14

Three good strides one way, four another to measure the cell. Morning sun, gone by noon, daylight outside the window becoming dusk in turn. They fed him army rations, delivered under guard. And the guard never spoke. There was no use asking questions, and Drew had none left to ask, anyway. Except, by the morning of the second day after Rennie's visit, his wonder grew. Why was Bayliss delaying a formal charge against him? This wait could mean that the captain was not finding it so easy to prove he really did have a "renegade horse thief" in custody. But Drew knew he must pin no hopes on a thread that fine.

What had happened to Anse? And Shannon—gone to Mexico? He must have ridden back with the Coronel. Drew could expect nothing more from Rennie, or Topham. The Trinfans? Spath had marched them back, too, along with his prisoner, but the lieutenant had not had them under arrest. The mustangers were well known in this district and could prove their reason for being where they were found. And Kitchell had raided one of their corrals last season, so they had no possible tie with the elusive outlaw. Probably by now the Trinfans had returned to their hunt for the Pinto.[pg 165]

No, there was no use thinking that anyone was going to get him out of this—no one but himself, and he had bungled badly so far. Drew, his body tired with pacing the small cell, flung himself down on the bunk and listened to the sounds of the camp. He had pretty well worked out the routine by those sounds. The camp itself was a makeshift affair. Its core, of which this cell was a part, was an old ranch building. There were tents and a few lean-tos, on a plateau bounded on the east by a ravine, on the west by a creek bottom. Huts of stone, rawhide, and planks served as officers' quarters. In fact it was no more a fort than the bivouacs he had known during the war.

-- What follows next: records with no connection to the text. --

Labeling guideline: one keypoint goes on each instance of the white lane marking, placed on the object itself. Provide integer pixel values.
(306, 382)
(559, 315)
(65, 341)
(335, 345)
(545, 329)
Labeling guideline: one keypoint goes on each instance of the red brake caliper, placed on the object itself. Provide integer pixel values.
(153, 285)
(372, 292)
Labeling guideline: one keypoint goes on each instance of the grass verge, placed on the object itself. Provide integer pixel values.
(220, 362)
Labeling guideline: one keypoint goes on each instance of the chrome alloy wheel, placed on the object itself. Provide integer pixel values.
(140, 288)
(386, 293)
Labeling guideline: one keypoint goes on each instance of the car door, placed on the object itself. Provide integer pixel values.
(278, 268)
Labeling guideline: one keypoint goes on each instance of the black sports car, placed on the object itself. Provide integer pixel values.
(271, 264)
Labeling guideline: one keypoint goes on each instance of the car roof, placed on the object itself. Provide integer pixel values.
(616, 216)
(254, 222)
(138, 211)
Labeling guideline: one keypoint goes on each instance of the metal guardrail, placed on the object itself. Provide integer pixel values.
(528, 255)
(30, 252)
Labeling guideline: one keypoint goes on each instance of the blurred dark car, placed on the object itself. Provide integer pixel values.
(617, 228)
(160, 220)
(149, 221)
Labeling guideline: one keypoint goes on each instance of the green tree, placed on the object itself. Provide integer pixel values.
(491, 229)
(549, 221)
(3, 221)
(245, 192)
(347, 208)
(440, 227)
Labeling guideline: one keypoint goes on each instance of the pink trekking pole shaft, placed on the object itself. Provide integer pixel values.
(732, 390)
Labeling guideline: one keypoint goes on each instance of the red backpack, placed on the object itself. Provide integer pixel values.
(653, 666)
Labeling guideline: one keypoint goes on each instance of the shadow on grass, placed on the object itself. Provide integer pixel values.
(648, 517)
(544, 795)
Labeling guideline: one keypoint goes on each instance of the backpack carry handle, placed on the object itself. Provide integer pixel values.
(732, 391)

Unfortunately this room was the most substantial part.

If he could only get out, and pick up his horses, then perhaps he could head for Mexico. There was a war on down there; a soldier could find an anonymous refuge in a foreign army. Shelby's whole Confederate command had crossed the Rio Grande to do just that. That part was easy. To get out of here—that was what he could not accomplish.

Two men always came together when they fed him, and they didn't open the cell door, but just pushed the plate through. A sentry was on duty outside. Drew could beat time to the sound of those footfalls day and night. And suppose he did get free of the cell; he would have to have a horse, supplies, arms....

Drew rolled over on the cot and buried his face on his folded arms. He might as well try to get out of here by using will power alone to turn locks! They left the lantern burning all night to keep a light on him, and the sentry looked in the peephole every time he passed.

The Kentuckian did not know just when it was that he became conscious of the noise overhead. Lizards—maybe[pg 166] even rats—could move about the beams, hidden by the age-browned manta strips. But surely this was too late in the season for a lizard to be so lively by night when the temperature dropped with the rapidity of a weight plunging earth-ward. And rats aloft....

Drew did not change his position on the bunk, but his body tensed. No rat would stay in one place, gnawing with such purpose and concentration at a spot in the darkest corner of the cell roof. Anse? How or why the Texan could be at work there, Drew did not know. But that there was a stealthy attempt being made to reach him from above he was now sure.

His teeth closed on his wrist as he lay listening, to that scratching above, to the regular advance and retreat of the sentry. He heard the man pause by the door and knew he was under inspection. Well, let the Yankee look! He would see his prisoner peacefully sleeping.